ケトジェニックダイエットは、専門家の中で意見が分かれている。photo: Getty Images
バター、クリーム、ハムやソーセージの摂取はOK...ほとんど夢のような話だ。高脂質、高タンパク質な食事を摂取し、炭水化物をほぼ抑えるケトジェニックダイエットは、新たなフォロワーたちを惹きつけている。
しかし、ケトジェニックダイエットは新しいものではない。これは、1920年代、米国のラッセル・ワイルダー博士が提案した食事法で、糖質の摂取を禁じるデュカン・ダイエットやローカーボ(低炭水化物)ダイエットに似ている。
ケトジェニックダイエットの主な目的は? てんかん患者の治療に用いられる。2013年以降、ケトン食療法の研究と書籍がブームになり、ほかにもさまざまな利点があることが知られるようになった。

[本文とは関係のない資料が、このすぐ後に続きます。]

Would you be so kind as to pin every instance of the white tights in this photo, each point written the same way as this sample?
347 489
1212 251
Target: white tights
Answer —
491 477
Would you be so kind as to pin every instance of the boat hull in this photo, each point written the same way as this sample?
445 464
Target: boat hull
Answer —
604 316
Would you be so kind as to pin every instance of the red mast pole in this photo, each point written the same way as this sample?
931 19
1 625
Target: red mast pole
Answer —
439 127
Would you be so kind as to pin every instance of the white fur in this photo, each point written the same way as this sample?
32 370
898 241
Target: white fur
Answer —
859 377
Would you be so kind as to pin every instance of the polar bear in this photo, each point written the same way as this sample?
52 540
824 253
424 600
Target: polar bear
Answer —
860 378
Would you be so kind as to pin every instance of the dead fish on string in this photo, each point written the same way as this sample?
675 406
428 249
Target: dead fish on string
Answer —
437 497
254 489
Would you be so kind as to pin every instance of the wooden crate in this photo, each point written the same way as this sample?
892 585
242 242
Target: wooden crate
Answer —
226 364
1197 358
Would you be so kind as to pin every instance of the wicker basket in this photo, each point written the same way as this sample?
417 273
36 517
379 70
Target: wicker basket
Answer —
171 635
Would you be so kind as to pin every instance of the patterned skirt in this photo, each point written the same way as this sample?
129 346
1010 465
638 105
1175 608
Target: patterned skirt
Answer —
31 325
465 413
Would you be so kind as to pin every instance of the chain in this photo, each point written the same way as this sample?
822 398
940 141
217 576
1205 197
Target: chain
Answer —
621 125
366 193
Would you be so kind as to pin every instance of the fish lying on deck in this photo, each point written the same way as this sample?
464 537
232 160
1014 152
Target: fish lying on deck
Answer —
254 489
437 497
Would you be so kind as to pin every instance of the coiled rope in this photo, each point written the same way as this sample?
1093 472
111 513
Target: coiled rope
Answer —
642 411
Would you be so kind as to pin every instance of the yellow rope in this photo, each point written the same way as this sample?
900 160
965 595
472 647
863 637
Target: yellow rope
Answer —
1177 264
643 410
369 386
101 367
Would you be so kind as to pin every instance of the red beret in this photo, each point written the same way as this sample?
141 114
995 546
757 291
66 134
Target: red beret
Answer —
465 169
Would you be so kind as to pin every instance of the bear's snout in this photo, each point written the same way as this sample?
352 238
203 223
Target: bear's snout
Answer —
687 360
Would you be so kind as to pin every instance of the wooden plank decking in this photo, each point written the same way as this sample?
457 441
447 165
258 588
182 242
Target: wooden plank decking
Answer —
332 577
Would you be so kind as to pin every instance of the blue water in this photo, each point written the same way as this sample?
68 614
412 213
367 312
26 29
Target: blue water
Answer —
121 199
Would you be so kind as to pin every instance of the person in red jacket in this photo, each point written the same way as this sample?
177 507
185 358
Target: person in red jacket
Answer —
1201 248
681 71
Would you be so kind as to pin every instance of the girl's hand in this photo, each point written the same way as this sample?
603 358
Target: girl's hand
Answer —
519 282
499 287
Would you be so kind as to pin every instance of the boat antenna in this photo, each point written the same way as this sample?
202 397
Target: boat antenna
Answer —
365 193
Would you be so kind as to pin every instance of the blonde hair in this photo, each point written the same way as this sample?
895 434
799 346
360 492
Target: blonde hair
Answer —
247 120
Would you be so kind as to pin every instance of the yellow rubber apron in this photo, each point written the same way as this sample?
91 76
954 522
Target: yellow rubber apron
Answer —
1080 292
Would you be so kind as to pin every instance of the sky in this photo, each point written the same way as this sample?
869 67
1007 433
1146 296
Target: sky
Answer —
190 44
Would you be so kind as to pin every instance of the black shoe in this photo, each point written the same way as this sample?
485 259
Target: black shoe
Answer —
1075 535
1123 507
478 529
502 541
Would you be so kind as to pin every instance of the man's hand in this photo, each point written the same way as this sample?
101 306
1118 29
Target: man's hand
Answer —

しかし、厳しい食事制限を伴うそのダイエットのリスクに警鐘を鳴らす一部の専門家もいる。管理栄養士のジャン=ミッシェル・ルセルフ(1)、てんかん専門医のステファン・オーヴィン (2)、管理栄養士のアレクサンドラ・ダル (3)、栄養士のマガリ・ウォーコウィッツ(4)らが、物議を醸しているこのダイエット法について語った。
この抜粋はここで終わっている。